I look at him and roll my eyes. “You haven’t felt like you were dying until you’ve had two humans come out of your vagina.” By the time I’ve finished the sentence Justin is fast asleep, clutching the remote control like it’s a baby.
Strep throat is one of those random kid illnesses adults without kids don’t get. But if you do have kids, chances are you’re in for a bright future filled with croup, sinus infections, strep throat and a shit ton of random rashes, bites and questionable skin stuff that will make you sure you’ve got an STD.
The last time I had strep throat I was pregnant with Margaux, who is now 4. I remember feeling like there were knives in my throat and being surprised to find out that I had strep. “Isn’t strep just for kids?” I remember asking my doctor who looked at me like I had a Phd in stupid. Due to the knives in the throat situation, I didn’t eat much for days causing me to actually lose weight while pregnant. Now of course, I’d kill for strep.
Most men turn into big giant babies when they have anything more painful than a hangnail. Justin’s actually a warrior of a sick guy, which is part of the problem. It takes him ages to admit he actually is sick as if being sick will ruin his Yelp rating.
In the meantime, he’ll keep me up for weeks with his sneezing and snoring, which he’ll attribute to dry air. He’ll cough so hard I’m sure he’s punctured a lung, which he’ll also attribute to the air being dry. And he’ll get a throat so sore that he can barely swallow and he’ll be sure it’s due to dry air. He’ll even Google it for backup.
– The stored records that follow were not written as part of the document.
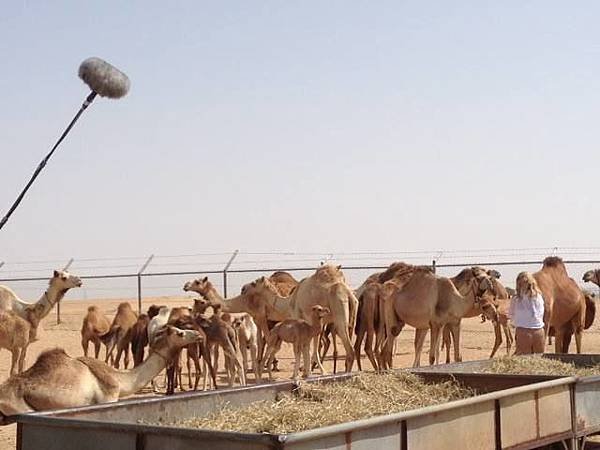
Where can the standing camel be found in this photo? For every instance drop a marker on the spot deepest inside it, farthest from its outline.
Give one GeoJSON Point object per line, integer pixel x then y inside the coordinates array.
{"type": "Point", "coordinates": [564, 304]}
{"type": "Point", "coordinates": [57, 381]}
{"type": "Point", "coordinates": [58, 286]}
{"type": "Point", "coordinates": [428, 302]}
All the while he’ll take enough Advil to thin the blood of a large whale, but will never actually see a doctor. He could be having a body part removed for cancer and he’ll tell the paramedics, “Just give me some Advil. It must be the dry air.”
Advil would be great were my husband suffering from menstrual cramps, but he’s not. And so taking Advil when you’re sick is like putting lipstick on a pig. The Advil does nothing, though it does infuriate me.
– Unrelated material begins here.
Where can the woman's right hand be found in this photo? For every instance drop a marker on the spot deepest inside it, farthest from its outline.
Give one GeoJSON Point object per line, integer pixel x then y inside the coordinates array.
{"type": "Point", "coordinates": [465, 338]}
Compared to most guys who are sure they have cancer if they have gas it sounds fabulous to have a sick warrior at home, but it’s not. Because in the three weeks it takes Justin to realize he’s not dying of dry air he’ll have something like strep, which he’ll give back to our children who probably gave it to him in the first place. He will have kept me awake for at least a week with his moaning, night sweats and pitchy phlegm symphonies that can be heard for miles and miles. And then he will finally go to the doctor who will tell him what I told him three weeks before, “You’re sick.”
He’ll then start popping whatever antibiotics he’s been prescribed, sweat out a few fevers and then wake up as though nothing’s happened. “Boy do I feel better,” he’ll say giddy to the point of skipping. “I’m sure you do,” I’ll think but won’t say. I’ll just slither upstairs, pop a few Advil and try to get some rest.